LOS ANGELES - When Kobe Bryant joined the Lakers and Paul Pierce landed with the Celtics in the late 1990s, they both learned most of what they needed to know about their franchises' histories and expectations simply by looking at the forests of fabric high above the court.
These teams only hang banners for championships, and they're usually in big groups.
Multiple titles are the only metric of success, the only validation still interesting to Bryant and Pierce. Bryant is trying to accomplish the rarest of NBA feats for the second time in his career, while Pierce's Celtics get their first chance when the NBA Finals begin Thursday night at Staples Center.
"It's going to mean everything for my career, because a lot of guys have won one, and not many have won a couple," Pierce said Wednesday.
Pro basketball's most successful franchises are together in the NBA Finals for the second time in three years and the 12th time overall.
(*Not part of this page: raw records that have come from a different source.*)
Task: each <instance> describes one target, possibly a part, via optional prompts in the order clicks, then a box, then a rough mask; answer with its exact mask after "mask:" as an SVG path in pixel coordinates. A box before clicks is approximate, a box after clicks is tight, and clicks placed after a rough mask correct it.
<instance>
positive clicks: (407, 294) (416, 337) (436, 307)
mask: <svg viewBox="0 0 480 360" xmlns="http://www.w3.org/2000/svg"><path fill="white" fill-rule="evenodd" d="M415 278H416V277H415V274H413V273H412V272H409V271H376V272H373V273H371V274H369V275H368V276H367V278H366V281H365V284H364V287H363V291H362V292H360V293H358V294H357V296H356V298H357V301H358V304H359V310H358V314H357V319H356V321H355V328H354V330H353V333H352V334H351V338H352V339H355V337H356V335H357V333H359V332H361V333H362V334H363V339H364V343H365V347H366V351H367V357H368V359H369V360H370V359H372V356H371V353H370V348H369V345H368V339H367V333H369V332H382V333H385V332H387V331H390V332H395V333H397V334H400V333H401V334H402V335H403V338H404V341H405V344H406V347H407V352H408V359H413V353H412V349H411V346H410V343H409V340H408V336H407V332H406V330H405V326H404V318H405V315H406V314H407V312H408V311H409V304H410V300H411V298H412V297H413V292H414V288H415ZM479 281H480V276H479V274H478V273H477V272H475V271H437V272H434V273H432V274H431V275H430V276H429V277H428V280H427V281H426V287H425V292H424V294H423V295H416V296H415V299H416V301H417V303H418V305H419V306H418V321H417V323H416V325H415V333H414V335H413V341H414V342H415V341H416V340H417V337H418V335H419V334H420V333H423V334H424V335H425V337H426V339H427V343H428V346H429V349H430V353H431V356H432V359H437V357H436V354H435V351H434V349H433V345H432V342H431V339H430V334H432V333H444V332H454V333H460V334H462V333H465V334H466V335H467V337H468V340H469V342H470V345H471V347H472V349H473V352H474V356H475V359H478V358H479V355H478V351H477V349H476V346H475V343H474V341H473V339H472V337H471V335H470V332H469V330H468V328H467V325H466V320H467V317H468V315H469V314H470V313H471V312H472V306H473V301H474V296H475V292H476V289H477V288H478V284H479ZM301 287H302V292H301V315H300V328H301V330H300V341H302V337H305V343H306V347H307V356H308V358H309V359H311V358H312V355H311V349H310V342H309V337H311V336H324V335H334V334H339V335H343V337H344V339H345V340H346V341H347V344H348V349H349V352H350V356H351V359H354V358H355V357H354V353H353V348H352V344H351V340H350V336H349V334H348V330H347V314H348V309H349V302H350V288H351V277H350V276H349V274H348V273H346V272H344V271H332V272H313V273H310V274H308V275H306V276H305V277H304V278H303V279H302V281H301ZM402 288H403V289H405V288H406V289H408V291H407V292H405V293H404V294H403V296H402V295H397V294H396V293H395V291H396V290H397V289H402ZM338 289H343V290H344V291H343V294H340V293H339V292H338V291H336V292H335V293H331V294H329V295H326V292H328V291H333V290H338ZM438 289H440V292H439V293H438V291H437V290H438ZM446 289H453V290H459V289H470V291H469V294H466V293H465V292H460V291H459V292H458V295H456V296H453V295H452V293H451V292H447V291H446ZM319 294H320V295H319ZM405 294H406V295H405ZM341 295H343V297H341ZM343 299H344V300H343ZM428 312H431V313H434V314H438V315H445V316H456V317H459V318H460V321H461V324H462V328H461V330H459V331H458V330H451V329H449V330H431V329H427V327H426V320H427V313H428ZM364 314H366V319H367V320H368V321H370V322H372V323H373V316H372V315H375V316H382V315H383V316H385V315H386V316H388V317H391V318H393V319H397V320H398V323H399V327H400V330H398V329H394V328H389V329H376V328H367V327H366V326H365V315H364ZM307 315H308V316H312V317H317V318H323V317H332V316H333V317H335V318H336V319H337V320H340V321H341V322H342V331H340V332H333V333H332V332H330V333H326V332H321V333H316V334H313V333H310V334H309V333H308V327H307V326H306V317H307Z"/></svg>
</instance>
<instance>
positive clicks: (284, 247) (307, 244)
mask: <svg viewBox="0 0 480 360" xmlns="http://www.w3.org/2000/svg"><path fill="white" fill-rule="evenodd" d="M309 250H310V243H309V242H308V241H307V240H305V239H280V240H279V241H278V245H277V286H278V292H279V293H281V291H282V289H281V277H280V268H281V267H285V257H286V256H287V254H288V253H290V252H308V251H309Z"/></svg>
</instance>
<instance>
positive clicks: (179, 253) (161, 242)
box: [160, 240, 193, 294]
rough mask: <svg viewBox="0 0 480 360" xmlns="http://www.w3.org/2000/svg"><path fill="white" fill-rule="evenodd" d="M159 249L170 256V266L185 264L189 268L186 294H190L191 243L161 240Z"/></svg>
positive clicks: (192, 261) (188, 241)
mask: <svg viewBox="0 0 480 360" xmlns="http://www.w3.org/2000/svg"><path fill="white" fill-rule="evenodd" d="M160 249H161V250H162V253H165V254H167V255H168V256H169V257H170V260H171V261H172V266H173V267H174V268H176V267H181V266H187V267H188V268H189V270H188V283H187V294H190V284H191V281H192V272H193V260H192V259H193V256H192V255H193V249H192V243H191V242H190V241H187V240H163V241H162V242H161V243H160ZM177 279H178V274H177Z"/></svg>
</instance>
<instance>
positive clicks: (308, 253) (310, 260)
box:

These teams will have won 33 of the league's 64 titles when they finish a potentially fascinating series with plenty of modern subplots.
"We're always focused on winning a championship," Bryant said. "And when you do it, you want to do it again and again."
Bryant is enjoying a dynamic postseason despite hobbling through injuries during a third straight Finals run by his remarkably steady Lakers, who are 8-0 at home in the playoffs and haven't even trailed in a series.
Boston's rise from a 50-win regular season as a No. 4 seed has been even more surprising, with Rajon Rondo making a quantum leap into stardom during what might be the last stand for Boston's Big Three of Pierce, Kevin Garnett and Ray Allen.
But on the biggest scoreboard of all, the one these players claim they seldom check, it's Celtics 17 titles, Lakers 15. Don't expect fans in either basketball-crazy city to forget that score when their team takes it all again.
Only nine NBA teams have won more than one title, and just five franchises besides the Lakers and Celtics repeated as champions within the same half-decade.
Allen got a perspective on the achievement from no less an authority than Michael Jordan during a conversation last week.
"He told me, 'The first one you win, you're lucky," ' Allen said with a grin. "I didn't win six, so I don't know what it feels like to be able to do it that many times. . . . It adds to your [legacy] to be able to be here and say that you won multiple times."